StarFunc server

Online Services

●I-TASSER ●QUARK ●LOMETS ●COACH ●COFACTOR ●MUSTER ●SEGMER ●FG-MD ●ModRefiner ●REMO ●SPRING ●COTH ●BSpred ●SVMSEQ ●ANGLOR ●BSP-SLIM ●SAXSTER ●ThreaDom ●EvoDesign ●GPCR-I-TASSER ●BindProf ●BindProfX ●ResQ ●IonCom ●STRUM

●TM-score ●TM-align ●MMalign ●NWalign ●EDTSurf ●MVP ●MVP-Fit ●SPICKER ●HAAD ●PSSpred ●3DRobot ●I-TASSER-MR

●BioLiP ●E. coli ●GLASS ●GPCR-HGmod ●GPCR-RD ●GPCR-EXP ●TM-fold ●DECOYS ●POTENTIAL ●RW ●HPSF ●CASP7 ●CASP8 ●CASP9 ●CASP10 ●CASP11 ●CASP12

About StarFunc

StarFunc independently generates five sets of Gene Ontology (GO) predictions for a query protein using five component methods:

Sequence homolog search through the UniProt-GOA database using BLASTp.

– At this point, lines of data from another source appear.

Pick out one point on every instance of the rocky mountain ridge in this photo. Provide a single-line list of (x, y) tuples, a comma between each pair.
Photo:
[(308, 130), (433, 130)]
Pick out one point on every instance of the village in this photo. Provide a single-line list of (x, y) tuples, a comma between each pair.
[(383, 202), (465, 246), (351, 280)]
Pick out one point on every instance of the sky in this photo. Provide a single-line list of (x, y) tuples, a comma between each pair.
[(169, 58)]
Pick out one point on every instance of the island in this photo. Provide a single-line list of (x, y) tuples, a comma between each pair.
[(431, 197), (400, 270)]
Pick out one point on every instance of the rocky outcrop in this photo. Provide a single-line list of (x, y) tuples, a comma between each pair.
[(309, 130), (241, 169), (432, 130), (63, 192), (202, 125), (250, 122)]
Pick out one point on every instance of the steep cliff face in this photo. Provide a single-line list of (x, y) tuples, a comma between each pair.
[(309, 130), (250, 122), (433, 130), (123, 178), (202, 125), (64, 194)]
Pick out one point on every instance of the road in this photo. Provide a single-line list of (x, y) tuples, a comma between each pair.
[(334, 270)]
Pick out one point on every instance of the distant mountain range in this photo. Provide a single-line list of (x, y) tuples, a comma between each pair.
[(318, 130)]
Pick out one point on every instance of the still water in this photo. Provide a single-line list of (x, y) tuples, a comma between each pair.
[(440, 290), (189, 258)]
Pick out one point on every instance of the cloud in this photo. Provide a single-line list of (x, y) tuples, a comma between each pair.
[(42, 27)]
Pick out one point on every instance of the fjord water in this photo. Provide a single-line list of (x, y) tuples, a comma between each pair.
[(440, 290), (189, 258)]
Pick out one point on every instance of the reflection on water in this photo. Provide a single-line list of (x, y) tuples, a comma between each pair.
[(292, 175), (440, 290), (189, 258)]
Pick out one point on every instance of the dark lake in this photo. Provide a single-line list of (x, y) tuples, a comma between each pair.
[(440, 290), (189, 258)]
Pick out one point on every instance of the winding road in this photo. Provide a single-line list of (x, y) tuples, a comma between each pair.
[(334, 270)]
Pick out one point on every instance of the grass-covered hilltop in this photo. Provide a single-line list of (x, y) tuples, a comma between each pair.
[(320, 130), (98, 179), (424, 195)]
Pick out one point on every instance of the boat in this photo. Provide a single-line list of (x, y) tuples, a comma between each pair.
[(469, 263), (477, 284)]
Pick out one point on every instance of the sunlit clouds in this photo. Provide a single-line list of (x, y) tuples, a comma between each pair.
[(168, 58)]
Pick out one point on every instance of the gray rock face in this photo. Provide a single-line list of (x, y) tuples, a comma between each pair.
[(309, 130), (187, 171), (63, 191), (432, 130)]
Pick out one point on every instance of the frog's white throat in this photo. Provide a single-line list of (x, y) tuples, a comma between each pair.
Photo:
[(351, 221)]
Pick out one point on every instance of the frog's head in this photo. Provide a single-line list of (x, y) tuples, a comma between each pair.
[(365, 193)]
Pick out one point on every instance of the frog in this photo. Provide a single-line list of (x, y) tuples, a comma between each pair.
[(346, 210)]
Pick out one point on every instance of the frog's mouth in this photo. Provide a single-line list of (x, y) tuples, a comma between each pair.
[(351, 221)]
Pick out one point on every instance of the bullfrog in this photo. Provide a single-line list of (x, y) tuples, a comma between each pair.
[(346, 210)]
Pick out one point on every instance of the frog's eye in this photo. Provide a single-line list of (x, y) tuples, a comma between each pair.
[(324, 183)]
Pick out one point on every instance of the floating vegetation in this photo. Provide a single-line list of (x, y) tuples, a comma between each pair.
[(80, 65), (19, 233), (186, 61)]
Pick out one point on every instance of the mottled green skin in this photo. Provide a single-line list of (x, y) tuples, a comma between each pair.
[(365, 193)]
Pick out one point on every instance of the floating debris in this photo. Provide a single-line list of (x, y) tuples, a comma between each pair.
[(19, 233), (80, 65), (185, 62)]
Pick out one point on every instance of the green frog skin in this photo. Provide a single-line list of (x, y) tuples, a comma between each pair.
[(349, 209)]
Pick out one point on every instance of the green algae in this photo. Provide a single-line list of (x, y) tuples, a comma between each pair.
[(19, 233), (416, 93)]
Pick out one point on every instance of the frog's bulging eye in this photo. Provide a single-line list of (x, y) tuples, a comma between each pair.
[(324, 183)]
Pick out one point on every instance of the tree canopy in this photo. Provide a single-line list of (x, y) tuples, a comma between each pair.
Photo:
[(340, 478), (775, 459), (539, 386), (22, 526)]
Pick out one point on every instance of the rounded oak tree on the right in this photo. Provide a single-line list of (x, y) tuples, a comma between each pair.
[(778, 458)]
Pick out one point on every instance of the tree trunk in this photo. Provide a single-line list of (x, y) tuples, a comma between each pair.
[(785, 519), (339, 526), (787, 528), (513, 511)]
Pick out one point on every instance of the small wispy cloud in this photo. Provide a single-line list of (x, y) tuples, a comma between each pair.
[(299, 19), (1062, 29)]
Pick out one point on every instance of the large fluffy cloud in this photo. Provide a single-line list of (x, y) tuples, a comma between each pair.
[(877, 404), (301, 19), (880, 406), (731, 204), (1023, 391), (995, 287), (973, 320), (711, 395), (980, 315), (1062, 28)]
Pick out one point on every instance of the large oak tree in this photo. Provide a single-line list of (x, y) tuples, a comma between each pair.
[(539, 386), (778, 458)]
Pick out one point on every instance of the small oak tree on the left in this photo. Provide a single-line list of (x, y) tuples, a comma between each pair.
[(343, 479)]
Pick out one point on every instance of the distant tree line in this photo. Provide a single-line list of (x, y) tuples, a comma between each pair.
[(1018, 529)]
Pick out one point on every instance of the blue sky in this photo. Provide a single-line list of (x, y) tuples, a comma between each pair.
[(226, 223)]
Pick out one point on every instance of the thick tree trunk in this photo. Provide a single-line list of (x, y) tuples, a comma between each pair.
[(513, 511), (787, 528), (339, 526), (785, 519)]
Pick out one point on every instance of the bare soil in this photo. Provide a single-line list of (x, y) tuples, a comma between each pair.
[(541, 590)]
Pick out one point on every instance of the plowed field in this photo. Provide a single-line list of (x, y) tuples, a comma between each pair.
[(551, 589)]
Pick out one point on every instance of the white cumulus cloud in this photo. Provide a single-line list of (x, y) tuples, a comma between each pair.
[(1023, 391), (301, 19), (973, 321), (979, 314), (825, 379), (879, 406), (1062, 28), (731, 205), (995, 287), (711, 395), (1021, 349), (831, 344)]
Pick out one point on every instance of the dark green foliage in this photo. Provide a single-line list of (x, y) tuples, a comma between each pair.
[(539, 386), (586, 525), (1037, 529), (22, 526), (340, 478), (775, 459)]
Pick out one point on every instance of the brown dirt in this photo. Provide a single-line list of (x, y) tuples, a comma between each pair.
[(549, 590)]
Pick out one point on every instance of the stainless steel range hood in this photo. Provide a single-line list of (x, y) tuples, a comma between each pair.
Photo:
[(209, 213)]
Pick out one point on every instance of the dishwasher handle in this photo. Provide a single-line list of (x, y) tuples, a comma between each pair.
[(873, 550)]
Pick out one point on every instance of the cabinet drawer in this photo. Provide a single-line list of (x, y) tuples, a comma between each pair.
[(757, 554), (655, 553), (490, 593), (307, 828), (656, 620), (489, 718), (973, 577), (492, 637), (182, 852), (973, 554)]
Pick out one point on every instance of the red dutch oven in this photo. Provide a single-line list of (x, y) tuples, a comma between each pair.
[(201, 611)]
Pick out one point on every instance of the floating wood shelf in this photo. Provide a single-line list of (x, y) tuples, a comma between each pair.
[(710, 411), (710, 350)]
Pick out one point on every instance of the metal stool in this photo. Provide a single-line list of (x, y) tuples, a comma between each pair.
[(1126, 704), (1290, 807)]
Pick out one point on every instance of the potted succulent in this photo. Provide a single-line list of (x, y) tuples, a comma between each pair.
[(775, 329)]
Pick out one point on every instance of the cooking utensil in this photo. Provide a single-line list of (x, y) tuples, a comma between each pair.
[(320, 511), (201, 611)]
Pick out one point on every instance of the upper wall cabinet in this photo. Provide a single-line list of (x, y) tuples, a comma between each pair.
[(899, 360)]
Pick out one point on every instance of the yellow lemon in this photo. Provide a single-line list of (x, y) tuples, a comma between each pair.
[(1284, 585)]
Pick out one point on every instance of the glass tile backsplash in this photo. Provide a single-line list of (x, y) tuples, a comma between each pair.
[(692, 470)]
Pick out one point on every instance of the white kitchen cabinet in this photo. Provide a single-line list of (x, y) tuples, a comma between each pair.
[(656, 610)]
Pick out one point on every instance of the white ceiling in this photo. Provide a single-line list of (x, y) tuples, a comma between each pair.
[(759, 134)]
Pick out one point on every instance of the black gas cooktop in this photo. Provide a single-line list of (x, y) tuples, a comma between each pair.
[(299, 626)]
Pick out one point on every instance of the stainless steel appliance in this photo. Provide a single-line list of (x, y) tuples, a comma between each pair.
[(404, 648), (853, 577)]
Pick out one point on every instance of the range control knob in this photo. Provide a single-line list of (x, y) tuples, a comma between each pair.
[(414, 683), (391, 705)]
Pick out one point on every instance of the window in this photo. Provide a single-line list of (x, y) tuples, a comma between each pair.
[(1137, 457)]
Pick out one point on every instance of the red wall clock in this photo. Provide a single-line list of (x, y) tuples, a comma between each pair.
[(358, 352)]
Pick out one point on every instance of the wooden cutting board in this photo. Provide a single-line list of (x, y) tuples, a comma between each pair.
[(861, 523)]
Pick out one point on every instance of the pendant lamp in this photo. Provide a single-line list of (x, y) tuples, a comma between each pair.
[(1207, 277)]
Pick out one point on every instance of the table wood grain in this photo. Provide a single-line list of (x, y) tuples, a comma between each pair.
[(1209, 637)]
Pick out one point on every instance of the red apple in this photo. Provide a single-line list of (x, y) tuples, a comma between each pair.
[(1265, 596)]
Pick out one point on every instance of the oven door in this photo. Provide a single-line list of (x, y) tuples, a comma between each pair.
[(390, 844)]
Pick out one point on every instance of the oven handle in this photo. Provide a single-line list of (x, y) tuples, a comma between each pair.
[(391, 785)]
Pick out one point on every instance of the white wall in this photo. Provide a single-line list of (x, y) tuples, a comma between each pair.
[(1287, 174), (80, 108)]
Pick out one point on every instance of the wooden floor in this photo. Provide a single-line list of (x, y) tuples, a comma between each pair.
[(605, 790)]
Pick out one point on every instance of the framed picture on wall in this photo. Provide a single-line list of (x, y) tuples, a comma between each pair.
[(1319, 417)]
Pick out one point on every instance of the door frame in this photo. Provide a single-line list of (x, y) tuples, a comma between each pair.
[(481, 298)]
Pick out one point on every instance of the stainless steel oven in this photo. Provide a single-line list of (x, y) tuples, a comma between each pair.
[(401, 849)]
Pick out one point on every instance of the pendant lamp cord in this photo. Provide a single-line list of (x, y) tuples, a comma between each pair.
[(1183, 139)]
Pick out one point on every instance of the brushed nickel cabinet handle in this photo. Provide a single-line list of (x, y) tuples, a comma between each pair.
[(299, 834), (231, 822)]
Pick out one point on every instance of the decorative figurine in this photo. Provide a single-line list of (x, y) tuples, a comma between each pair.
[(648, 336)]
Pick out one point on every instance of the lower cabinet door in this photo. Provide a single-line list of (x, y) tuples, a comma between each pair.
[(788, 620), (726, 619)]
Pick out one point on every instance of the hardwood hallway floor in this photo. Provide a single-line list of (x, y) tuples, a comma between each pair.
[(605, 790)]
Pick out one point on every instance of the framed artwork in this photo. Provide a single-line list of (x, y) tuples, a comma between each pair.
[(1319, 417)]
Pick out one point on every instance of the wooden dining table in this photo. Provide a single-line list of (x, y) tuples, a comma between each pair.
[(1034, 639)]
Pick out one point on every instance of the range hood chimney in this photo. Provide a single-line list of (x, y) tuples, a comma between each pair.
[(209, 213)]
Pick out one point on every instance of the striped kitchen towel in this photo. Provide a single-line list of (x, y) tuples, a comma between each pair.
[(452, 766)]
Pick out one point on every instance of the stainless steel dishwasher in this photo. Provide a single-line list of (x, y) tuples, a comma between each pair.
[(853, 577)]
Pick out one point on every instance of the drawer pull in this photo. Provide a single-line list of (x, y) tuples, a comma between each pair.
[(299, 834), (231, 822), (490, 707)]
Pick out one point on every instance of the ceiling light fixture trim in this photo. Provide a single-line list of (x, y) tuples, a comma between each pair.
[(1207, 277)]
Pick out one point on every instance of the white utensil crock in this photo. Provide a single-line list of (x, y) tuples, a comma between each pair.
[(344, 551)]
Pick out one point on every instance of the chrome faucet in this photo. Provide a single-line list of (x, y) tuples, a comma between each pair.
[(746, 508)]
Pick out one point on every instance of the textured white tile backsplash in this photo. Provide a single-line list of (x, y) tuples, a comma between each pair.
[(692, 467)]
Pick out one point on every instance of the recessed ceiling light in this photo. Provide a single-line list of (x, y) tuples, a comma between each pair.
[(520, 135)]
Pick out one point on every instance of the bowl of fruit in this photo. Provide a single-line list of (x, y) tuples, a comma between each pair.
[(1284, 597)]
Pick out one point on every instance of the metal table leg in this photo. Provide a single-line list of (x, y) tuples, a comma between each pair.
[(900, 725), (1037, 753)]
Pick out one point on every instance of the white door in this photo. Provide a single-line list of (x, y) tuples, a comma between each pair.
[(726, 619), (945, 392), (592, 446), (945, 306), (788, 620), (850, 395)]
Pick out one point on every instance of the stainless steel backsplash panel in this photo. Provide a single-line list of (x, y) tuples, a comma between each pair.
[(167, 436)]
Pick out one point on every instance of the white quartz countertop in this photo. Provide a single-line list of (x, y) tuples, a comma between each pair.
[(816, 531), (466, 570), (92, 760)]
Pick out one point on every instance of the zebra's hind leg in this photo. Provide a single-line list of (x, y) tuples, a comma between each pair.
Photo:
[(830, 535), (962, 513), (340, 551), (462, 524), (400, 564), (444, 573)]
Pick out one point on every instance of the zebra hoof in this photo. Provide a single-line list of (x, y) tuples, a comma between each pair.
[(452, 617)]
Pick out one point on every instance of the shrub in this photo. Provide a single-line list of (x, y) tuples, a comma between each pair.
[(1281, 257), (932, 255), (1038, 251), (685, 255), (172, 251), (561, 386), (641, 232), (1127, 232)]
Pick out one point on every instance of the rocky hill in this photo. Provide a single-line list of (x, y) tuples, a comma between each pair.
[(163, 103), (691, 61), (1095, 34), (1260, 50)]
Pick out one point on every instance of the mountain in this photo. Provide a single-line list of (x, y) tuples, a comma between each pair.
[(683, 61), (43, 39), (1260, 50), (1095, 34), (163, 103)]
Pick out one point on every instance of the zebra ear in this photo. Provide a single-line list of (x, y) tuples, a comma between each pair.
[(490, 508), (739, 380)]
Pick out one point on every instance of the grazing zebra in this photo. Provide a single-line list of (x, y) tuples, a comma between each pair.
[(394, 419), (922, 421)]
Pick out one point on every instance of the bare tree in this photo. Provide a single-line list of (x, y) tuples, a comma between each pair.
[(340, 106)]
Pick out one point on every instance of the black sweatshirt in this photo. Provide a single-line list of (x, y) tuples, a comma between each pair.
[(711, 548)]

Structure alignment between the structure of the query protein and template structure from the BioLiP2 and AlphaFold databases by Foldseek plus TM-align.

Protein-protein interaction (PPI) partners recorded by the STRING database.

Logistic regression models (one model per GO term) which use Pfam family matches as the input features.

Prediction from a deep learning model (InterLabelGO), which is an update of our previously developed ATGO model.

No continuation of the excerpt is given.